On Mon, Dec 18, 2023 at 11:21 AM Nhat Pham <nphamcs@xxxxxxxxx> wrote:
>
> On Mon, Dec 18, 2023 at 6:44 AM Johannes Weiner <hannes@xxxxxxxxxxx> wrote:
> >
> > On Fri, Dec 15, 2023 at 01:21:57PM -0800, Yosry Ahmed wrote:
> > > On Thu, Dec 7, 2023 at 11:24 AM Nhat Pham <nphamcs@xxxxxxxxx> wrote:
> > > >
> > > > During our experiment with zswap, we sometimes observe swap IOs due to
> > > > occasional zswap store failures and writebacks-to-swap. These swapping
> > > > IOs prevent many users who cannot tolerate swapping from adopting zswap
> > > > to save memory and improve performance where possible.
> > > >
> > > > This patch adds the option to disable this behavior entirely: do not
> > > > writeback to backing swapping device when a zswap store attempt fail,
> > > > and do not write pages in the zswap pool back to the backing swap
> > > > device (both when the pool is full, and when the new zswap shrinker is
> > > > called).
> > > >
> > > > This new behavior can be opted-in/out on a per-cgroup basis via a new
> > > > cgroup file. By default, writebacks to swap device is enabled, which is
> > > > the previous behavior. Initially, writeback is enabled for the root
> > > > cgroup, and a newly created cgroup will inherit the current setting of
> > > > its parent.
> > > >
> > > > Note that this is subtly different from setting memory.swap.max to 0, as
> > > > it still allows for pages to be stored in the zswap pool (which itself
> > > > consumes swap space in its current form).
> > > >
> > > > This patch should be applied on top of the zswap shrinker series:
> > > >
> > > > https://lore.kernel.org/linux-mm/20231130194023.4102148-1-nphamcs@xxxxxxxxx/
> > > >
> > > > as it also disables the zswap shrinker, a major source of zswap
> > > > writebacks.
> > > >
> > > > Suggested-by: Johannes Weiner <hannes@xxxxxxxxxxx>
> > > > Signed-off-by: Nhat Pham <nphamcs@xxxxxxxxx>
> > > > Reviewed-by: Yosry Ahmed <yosryahmed@xxxxxxxxxx>
> > >
> > > Taking a step back from all the memory.swap.tiers vs.
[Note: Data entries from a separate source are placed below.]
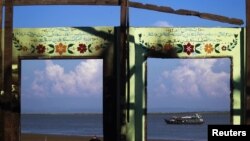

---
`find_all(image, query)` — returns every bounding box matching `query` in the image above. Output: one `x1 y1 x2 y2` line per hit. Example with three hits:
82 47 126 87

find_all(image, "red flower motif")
184 43 194 55
36 44 45 54
95 45 101 51
163 43 173 50
56 43 67 55
77 44 87 53
221 46 227 51
150 46 156 50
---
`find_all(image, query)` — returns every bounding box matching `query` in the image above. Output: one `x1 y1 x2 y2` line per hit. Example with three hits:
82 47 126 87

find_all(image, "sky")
13 0 245 113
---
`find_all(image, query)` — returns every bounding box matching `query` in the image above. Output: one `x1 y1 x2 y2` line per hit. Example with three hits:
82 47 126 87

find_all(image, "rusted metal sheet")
246 0 250 124
4 0 244 25
13 0 118 6
129 2 244 25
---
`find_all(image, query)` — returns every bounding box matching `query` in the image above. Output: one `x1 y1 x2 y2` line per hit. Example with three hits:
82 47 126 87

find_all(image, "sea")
21 112 230 141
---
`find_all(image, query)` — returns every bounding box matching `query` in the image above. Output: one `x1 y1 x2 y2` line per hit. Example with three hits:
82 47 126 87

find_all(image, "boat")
165 113 204 124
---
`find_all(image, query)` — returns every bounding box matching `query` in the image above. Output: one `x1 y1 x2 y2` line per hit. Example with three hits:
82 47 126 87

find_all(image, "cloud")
153 21 173 27
155 59 230 98
32 59 103 96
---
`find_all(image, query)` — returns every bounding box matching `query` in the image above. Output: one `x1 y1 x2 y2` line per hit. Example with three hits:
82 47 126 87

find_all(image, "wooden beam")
6 0 244 25
245 0 250 124
13 0 118 6
129 2 244 25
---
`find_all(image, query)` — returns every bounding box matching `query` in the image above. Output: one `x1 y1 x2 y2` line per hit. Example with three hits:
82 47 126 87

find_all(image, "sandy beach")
21 134 180 141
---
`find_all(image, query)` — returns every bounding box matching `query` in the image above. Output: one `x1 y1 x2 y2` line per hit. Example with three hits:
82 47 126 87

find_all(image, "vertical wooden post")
117 0 128 141
246 0 250 124
0 0 3 91
0 0 4 140
3 0 20 141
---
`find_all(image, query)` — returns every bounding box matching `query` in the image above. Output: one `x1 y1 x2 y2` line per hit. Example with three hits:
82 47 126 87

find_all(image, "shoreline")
21 133 189 141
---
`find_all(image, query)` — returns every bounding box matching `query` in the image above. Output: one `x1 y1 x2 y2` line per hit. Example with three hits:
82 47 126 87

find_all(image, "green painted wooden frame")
12 27 118 140
126 27 245 141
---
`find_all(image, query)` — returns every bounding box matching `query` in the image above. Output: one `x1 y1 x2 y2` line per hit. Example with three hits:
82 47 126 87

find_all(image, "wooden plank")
246 0 250 124
6 0 244 25
117 0 128 141
13 0 118 6
3 0 13 99
0 0 3 91
129 2 244 25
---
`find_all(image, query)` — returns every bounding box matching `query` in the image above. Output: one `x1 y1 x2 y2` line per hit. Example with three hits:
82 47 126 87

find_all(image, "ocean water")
21 112 230 141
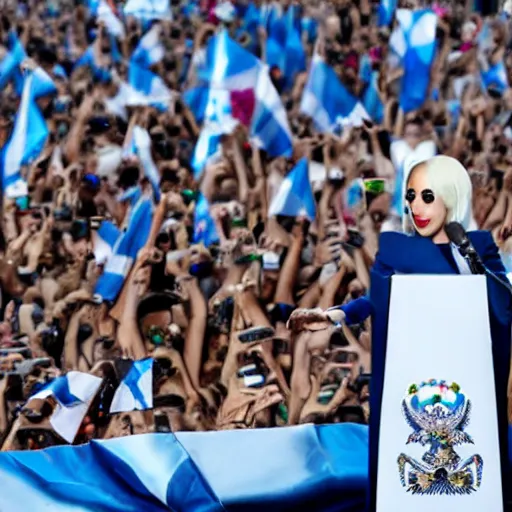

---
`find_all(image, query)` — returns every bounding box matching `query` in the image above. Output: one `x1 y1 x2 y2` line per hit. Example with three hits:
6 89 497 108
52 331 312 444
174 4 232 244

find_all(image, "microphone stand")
458 244 512 295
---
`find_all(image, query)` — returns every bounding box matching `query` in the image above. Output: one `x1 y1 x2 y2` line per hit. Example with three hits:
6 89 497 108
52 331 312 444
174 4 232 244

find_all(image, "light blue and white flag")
481 60 509 94
96 0 125 39
191 126 224 180
87 0 100 16
283 5 306 87
196 30 292 165
396 9 437 114
268 158 316 221
300 54 369 132
32 67 57 99
266 11 288 72
94 196 153 302
133 125 160 202
2 72 49 198
181 85 210 123
378 0 397 27
128 24 172 110
73 43 98 70
123 0 172 22
110 358 153 414
0 31 27 94
91 220 121 265
194 194 219 247
361 71 384 124
30 371 102 443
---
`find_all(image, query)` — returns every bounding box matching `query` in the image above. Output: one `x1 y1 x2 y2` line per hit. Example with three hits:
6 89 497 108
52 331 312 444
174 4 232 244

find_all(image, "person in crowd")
0 0 512 472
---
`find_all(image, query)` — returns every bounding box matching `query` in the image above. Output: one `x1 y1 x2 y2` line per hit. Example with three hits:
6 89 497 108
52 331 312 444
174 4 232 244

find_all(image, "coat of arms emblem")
398 379 483 495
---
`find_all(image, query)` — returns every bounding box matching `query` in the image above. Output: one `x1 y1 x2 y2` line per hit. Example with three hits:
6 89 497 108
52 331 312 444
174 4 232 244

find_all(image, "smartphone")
15 196 30 212
89 216 105 231
327 168 345 188
363 178 386 210
155 414 171 432
491 169 504 192
347 228 365 249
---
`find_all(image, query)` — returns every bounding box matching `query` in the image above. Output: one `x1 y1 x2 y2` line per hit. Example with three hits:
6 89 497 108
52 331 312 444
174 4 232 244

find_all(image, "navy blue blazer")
368 231 512 510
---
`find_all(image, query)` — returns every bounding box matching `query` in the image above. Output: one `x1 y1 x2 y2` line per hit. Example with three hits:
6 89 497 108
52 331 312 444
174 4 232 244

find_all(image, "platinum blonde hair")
403 155 477 233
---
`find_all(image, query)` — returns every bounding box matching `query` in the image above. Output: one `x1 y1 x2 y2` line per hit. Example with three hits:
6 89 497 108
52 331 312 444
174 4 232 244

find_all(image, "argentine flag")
32 67 57 99
378 0 397 27
481 60 509 94
94 196 153 302
0 31 27 94
110 358 153 414
123 0 172 22
300 54 369 132
30 371 102 443
96 0 125 39
133 125 160 202
394 9 437 114
201 30 292 156
91 220 121 265
194 194 219 247
2 72 48 198
128 24 171 110
268 158 316 221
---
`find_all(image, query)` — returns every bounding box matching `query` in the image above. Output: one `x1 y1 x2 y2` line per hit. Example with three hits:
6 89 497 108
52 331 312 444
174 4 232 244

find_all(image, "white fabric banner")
377 275 503 512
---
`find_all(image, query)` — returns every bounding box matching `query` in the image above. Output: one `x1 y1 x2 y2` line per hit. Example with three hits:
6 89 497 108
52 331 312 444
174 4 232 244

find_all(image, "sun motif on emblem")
397 379 483 495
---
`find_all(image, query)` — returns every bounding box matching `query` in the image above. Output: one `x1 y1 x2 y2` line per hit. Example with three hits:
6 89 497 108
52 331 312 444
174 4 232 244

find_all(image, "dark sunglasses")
405 188 436 204
146 325 167 346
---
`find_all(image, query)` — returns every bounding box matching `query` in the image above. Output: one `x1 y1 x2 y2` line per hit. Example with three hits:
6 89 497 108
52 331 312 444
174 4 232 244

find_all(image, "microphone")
444 222 487 274
444 222 512 294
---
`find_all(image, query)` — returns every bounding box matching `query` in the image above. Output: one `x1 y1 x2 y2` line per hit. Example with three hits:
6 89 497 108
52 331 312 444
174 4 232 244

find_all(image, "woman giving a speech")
370 156 512 505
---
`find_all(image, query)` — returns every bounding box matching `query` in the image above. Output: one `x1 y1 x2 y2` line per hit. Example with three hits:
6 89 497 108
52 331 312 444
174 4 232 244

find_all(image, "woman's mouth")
413 215 430 229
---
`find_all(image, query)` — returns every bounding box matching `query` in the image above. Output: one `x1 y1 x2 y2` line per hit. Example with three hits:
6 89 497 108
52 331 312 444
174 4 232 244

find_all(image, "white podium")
377 275 503 512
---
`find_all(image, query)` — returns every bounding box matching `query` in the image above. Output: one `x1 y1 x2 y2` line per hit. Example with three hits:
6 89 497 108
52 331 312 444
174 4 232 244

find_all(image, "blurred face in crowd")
405 164 447 241
404 123 423 149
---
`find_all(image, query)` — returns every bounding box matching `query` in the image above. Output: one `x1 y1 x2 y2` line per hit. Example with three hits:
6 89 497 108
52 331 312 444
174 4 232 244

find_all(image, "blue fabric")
194 194 219 247
0 434 224 512
339 297 373 325
369 231 512 510
0 423 368 512
43 375 82 407
123 358 153 409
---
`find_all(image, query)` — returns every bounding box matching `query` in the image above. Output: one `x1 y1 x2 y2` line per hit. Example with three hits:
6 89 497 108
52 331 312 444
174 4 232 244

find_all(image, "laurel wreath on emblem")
397 379 483 495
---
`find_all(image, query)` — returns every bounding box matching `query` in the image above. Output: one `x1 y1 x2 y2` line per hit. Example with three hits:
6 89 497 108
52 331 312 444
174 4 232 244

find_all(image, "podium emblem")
397 379 483 495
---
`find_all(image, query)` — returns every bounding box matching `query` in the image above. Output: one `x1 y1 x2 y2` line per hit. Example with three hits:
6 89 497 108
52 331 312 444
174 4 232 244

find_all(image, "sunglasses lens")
421 190 435 204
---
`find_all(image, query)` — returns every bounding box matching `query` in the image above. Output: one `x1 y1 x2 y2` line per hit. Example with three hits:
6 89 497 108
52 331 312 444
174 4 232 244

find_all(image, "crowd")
0 0 512 450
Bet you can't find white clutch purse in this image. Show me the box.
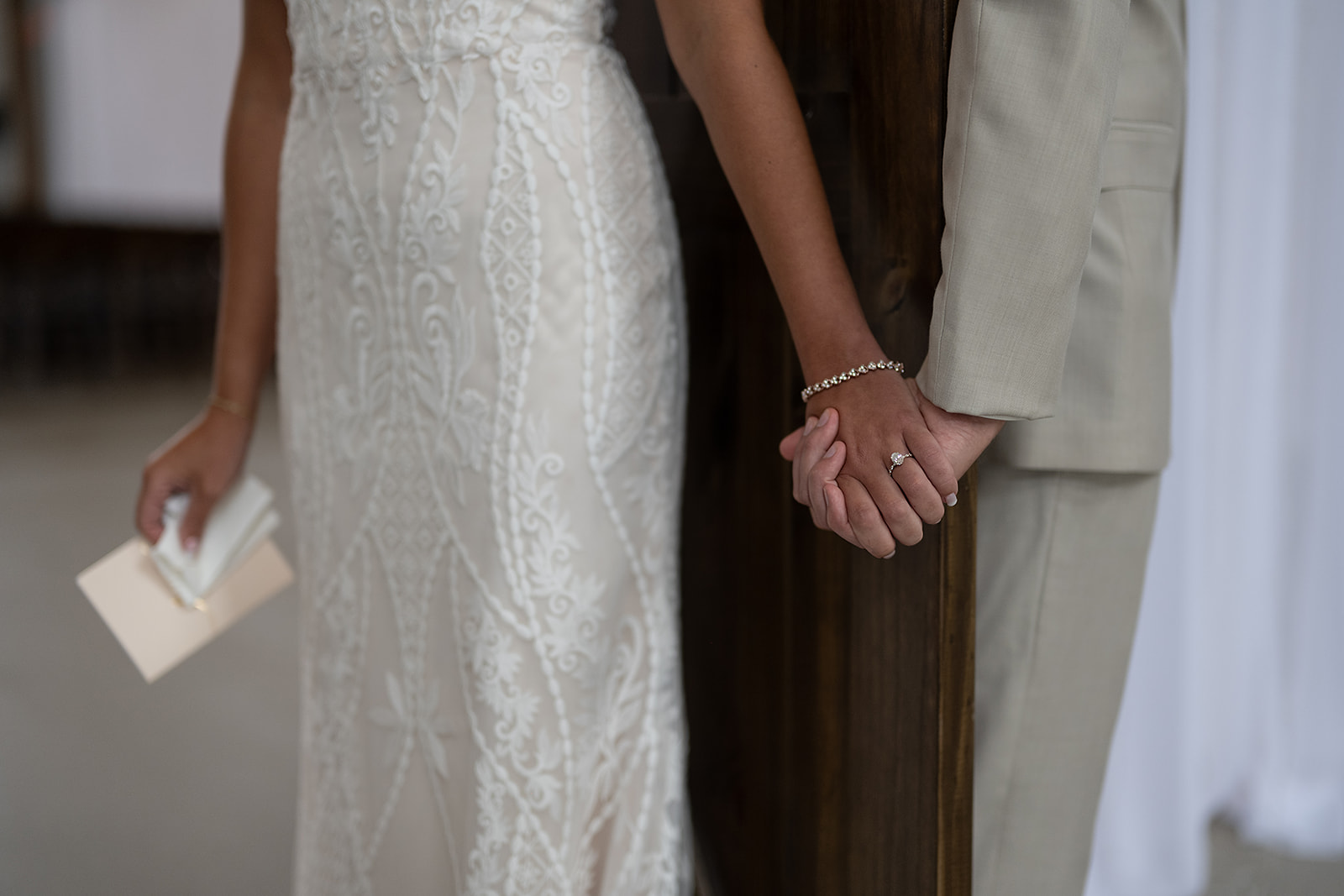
[150,474,280,607]
[76,475,294,681]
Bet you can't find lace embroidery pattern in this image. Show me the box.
[280,0,690,896]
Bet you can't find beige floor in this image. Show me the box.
[0,378,1344,896]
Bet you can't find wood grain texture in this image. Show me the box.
[617,0,974,896]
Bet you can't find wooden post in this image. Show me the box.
[616,0,974,896]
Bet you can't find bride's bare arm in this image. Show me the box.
[215,0,291,424]
[659,0,957,556]
[136,0,291,549]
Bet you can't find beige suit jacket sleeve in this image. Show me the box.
[919,0,1129,419]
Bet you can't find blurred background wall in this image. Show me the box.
[39,0,240,226]
[0,0,298,896]
[0,0,1344,896]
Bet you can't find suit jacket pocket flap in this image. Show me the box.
[1100,119,1180,190]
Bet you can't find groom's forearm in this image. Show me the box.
[659,0,882,381]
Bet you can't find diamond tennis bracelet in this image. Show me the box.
[802,361,906,401]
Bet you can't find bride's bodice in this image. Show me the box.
[289,0,613,74]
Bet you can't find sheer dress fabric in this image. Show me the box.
[280,0,690,896]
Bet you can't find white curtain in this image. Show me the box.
[1087,0,1344,896]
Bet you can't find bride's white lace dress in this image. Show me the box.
[280,0,690,896]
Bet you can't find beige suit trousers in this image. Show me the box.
[973,457,1158,896]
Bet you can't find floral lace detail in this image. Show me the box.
[280,0,690,896]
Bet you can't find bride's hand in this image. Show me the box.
[781,371,957,558]
[136,407,253,553]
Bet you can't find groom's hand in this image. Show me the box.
[906,379,1004,479]
[780,379,1004,551]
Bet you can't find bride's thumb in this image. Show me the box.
[177,482,219,553]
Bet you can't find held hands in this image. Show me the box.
[780,378,1003,558]
[136,407,253,553]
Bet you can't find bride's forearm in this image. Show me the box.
[213,0,291,422]
[659,0,882,381]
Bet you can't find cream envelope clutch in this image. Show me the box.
[76,480,294,681]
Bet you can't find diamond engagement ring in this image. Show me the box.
[887,451,914,475]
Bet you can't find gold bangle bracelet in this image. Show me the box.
[210,395,251,421]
> > > memory.zswap.writeback discussions, I think there may be a more
> > > fundamental problem here. If the zswap store failure is recurrent,
> > > pages can keep going back to the LRUs and then sent back to zswap
> > > eventually, only to be rejected again. For example, this can if zswap
> > > is above the acceptance threshold, but could be even worse if it's the
> > > allocator rejecting the page due to not compressing well enough. In
> > > the latter case, the page can keep going back and forth between zswap
> > > and LRUs indefinitely.
> > >
> > > You probably did not run into this as you're using zsmalloc, but it
>
> Which is why I recommend everyone to use zsmalloc, and change the
> default allocator to it in Kconfig :)
>

Internally, we have a cap on the compression ratio, after which we
reject pages because it doesn't make sense to store them (e.g.
zsmalloc will store them in a full page anyway, or the compressed size
+ metadata isn't worth it). I think this is where we should head
upstream as well, you proposed something in the right direction with
storing uncompressed pages in zswap. IOW, I think such pages should be
taken out of the LRUs one way or another.